FILE - The General Assembly hall during the 67th United Nations General Assembly at U.N. Headquarters in New York, Sept. 27, 2012.
FILE - The General Assembly hall during the 67th United Nations General Assembly at U.N. Headquarters in New York, Sept. 27, 2012.
The United Nations General Assembly is set to vote Tuesday on new members of the Human Rights Council, while rights groups are speaking out against some controversial candidates.

New York-based Human Rights Watch is one of the groups speaking out against such candidates as China, Russia, Saudi Arabia, Vietnam, and Algeria, saying their poor rights records at home would prevent them from becoming useful members of the council.

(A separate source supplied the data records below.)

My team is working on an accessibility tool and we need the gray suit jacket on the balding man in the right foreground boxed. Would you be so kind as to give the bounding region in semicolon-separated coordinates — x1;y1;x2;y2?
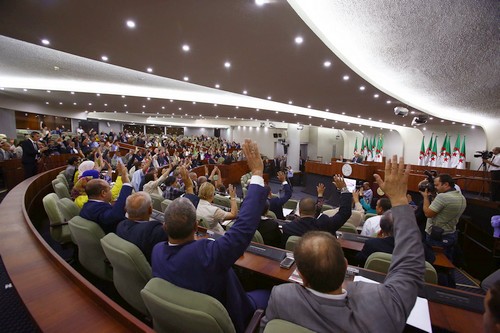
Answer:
261;205;425;333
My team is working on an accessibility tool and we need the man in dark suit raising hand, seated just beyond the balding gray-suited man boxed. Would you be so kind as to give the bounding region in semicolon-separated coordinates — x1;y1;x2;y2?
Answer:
282;175;352;246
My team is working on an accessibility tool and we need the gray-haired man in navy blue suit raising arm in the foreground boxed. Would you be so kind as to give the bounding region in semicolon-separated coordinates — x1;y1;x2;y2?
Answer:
152;140;269;332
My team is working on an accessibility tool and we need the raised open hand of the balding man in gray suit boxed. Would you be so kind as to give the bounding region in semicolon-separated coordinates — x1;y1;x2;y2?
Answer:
373;155;410;207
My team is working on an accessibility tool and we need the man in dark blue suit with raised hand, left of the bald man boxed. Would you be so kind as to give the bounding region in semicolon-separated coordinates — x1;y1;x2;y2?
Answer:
80;164;133;234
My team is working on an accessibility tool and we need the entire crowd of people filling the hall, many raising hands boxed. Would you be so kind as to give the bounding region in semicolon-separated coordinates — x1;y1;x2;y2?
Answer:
6;124;500;332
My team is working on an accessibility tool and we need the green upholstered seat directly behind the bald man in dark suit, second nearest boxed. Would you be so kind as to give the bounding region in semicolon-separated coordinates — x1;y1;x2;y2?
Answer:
101;233;153;315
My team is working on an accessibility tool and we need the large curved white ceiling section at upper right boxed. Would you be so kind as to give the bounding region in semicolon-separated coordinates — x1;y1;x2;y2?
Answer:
289;0;500;125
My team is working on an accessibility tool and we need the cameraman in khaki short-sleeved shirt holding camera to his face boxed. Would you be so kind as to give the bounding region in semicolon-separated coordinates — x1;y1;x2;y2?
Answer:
420;174;467;260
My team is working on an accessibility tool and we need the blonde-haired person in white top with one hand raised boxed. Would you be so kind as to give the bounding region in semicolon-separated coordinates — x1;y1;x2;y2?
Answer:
196;182;238;232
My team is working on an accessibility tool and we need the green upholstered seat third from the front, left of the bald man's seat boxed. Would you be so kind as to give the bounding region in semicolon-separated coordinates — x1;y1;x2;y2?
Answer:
68;216;113;281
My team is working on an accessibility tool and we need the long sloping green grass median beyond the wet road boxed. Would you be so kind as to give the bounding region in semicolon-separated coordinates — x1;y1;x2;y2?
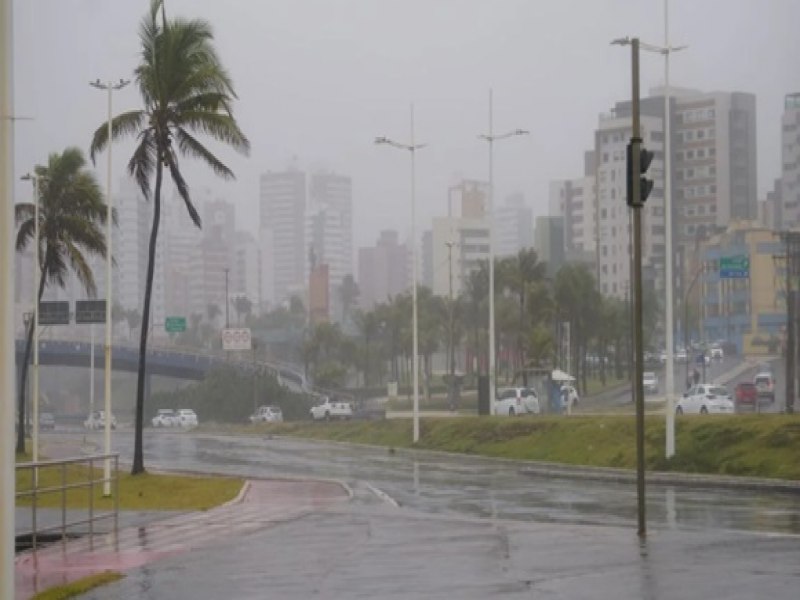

The Geneva-based U.N. Watch, which operates as a watchdog on U.N. activities overall, says allowing such nations to participate on the Human Rights Council amounts to "making a pyromaniac into chief of the fire department." It includes Cuba among the candidates to which it objects.

One of the most common complaints against these candidates is that they clamp down on political dissent. Other complaints stem from laws on organized labor, objectionable practices by security forces, and maintenance of a monopoly on power by a single political group.

Members of the Human Rights Council are elected by region. Candidates in some cases are running unopposed.

The United States is currently on the Human Rights Council. Its seat expires in 2015.